The researchers reveal the most common in the report domains, used by attackers to host maliciously programs and realize attacks and subdomains of legitimate sites and content delivery networks (CDNs) such as CloudFlare.net, SharePoint and Amazonaws.com.
“This Internet Security Report shows the methods used by hackers to install malware or send phishing emails to networks, hiding them in legitimate content hosting domains ”, said WatchGuard Technologies.
There are many ways to deal with these attacks, such as authentication, the use of antivirus programs, DNS-level filtering, threat training, and so on.
Of course, no method of protection is sufficient to deal with all threats. A multi-level approach is needed to get the most protection possible.
The WatchGuard report analyzes the threats to cyberspace, while proposing various practices to help businesses protect their customer data.
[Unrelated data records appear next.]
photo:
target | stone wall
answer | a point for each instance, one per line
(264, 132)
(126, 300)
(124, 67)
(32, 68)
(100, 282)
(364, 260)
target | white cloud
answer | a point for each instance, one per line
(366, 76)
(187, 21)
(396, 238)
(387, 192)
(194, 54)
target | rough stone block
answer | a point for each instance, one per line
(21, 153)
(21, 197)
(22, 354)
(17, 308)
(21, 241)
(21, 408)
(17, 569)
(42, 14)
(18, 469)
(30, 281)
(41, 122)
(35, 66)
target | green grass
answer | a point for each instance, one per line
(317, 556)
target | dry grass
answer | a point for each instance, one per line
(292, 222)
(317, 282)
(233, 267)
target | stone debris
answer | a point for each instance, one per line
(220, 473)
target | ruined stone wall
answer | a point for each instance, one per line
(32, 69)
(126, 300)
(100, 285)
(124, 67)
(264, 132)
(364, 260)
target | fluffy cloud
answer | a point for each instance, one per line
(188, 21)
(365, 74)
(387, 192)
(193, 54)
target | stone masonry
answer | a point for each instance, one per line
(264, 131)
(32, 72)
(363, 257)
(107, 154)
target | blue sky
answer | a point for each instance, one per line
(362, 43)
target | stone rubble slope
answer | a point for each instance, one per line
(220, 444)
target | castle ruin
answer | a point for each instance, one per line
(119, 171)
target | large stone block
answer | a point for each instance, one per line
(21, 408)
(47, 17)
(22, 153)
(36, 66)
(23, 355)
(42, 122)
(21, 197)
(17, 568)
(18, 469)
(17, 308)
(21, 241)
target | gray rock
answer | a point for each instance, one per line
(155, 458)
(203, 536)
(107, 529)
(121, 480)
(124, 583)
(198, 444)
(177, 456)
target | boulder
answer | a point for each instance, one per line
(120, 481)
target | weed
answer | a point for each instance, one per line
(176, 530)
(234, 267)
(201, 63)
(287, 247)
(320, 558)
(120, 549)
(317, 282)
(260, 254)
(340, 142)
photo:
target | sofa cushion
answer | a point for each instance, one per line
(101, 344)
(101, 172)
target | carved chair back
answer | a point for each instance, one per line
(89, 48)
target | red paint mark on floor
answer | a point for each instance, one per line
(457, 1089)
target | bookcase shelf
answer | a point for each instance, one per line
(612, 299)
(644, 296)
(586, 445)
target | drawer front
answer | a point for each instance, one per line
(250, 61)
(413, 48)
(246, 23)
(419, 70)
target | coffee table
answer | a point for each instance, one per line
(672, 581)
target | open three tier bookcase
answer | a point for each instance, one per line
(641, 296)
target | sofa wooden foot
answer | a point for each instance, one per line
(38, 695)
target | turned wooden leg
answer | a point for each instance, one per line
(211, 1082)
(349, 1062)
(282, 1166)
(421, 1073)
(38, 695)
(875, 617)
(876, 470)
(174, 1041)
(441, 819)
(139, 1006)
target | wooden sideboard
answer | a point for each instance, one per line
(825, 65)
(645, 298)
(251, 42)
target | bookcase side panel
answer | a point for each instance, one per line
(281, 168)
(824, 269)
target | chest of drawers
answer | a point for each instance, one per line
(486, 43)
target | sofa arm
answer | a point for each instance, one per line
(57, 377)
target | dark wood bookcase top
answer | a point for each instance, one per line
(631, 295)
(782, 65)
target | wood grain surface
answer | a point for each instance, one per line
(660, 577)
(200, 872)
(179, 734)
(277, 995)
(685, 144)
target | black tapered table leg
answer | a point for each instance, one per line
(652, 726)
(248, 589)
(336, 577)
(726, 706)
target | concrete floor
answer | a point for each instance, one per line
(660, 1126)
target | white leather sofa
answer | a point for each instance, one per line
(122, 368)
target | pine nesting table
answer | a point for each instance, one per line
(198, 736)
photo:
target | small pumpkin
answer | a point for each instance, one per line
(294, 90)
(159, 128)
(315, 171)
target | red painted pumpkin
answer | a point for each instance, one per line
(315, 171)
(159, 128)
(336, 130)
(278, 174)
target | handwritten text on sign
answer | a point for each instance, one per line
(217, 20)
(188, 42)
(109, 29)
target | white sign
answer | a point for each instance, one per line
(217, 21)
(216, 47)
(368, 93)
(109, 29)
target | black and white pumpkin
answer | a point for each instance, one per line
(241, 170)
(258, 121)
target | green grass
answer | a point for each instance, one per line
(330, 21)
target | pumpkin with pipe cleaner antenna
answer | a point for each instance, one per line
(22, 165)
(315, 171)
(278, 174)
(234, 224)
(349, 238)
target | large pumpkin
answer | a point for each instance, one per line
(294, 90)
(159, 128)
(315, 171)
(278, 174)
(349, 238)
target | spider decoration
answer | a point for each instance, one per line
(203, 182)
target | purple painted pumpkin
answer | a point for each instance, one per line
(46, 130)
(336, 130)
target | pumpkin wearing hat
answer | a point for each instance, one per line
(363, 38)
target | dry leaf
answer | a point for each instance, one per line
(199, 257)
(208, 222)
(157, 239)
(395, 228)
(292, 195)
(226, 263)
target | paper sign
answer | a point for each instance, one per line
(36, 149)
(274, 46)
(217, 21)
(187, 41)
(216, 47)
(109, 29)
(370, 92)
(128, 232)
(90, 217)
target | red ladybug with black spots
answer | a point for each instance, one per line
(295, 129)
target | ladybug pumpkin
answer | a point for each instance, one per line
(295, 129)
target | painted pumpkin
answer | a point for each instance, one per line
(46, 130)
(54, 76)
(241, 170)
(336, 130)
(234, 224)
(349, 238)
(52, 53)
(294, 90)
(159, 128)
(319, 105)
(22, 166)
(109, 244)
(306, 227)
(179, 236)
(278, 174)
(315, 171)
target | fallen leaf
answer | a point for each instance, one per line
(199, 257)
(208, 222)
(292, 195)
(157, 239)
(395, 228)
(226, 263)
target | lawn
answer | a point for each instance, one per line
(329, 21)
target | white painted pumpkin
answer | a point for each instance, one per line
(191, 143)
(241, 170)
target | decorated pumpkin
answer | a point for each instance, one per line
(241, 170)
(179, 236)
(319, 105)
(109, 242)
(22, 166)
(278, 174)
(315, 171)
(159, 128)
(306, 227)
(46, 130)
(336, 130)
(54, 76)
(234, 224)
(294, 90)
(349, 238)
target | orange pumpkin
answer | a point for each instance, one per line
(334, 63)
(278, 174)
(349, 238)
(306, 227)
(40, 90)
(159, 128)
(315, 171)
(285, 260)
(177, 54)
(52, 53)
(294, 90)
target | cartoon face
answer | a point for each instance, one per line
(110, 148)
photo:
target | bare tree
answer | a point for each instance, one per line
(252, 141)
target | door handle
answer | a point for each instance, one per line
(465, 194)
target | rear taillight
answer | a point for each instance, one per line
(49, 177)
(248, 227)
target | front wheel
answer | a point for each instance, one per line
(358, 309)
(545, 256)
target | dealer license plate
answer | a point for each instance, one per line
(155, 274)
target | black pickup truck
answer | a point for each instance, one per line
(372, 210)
The key findings of the WatchGuard Technologies report are:
- Phishing and malware attacks exploit legitimate domains. Many of them are legal CDN subdomainssuch as Amazon's CloudFront.net and legally sites file sharing such as [.] Mixtape [.] Moe. Hackers often use this method of attack. WatchGuard has been able to show exactly which domains are used in these attacks.
- The Kali Linux is listed as the most common malware. Two features of the popular penetration testing tool, Kali Linux, appear in the list of the most common malware, according to WatchGuard. The two functions are Trojan.GenericKD, which creates a backdoor on a command-and-control server, and Backdoor.Small.DT, a web shell script that also creates backdoors on the web servers.
- It was remarkable increased malware attacks compared to previous years. WatchGuard's malware detection services detected more malware software in the 2 quarter of 2019 compared to the corresponding quarter of 2018.
- Office phishing and phishing attacks are among the ten most common threats. Already in the last quarter of 2018 there has been a significant increase. Users should regularly update Office and use practices that protect them from Phishing attacks.
- Η SQL injection is the most common technique of attacking networks. During the 2 quarter of 2019, 34% of the attacks used this technique. Compared to 2 2018 quarter, 29.000% increase. Anyone with an SQL database should update their systems immediately and invest in one firewall.
- Hackers are mainly targeted users located in Europe or Asia. During the 2 2019 quarter, 37% of malware attacks occurred in the United Kingdom, Italy, Germany and Mauritius. 36% of the attacks targeted areas of Asia.
In the full report you can find more information about the most dangerous and often malicious software and attacks that occurred during the 2 2019 quarter. In addition, there are many tips on protection organizations and businesses.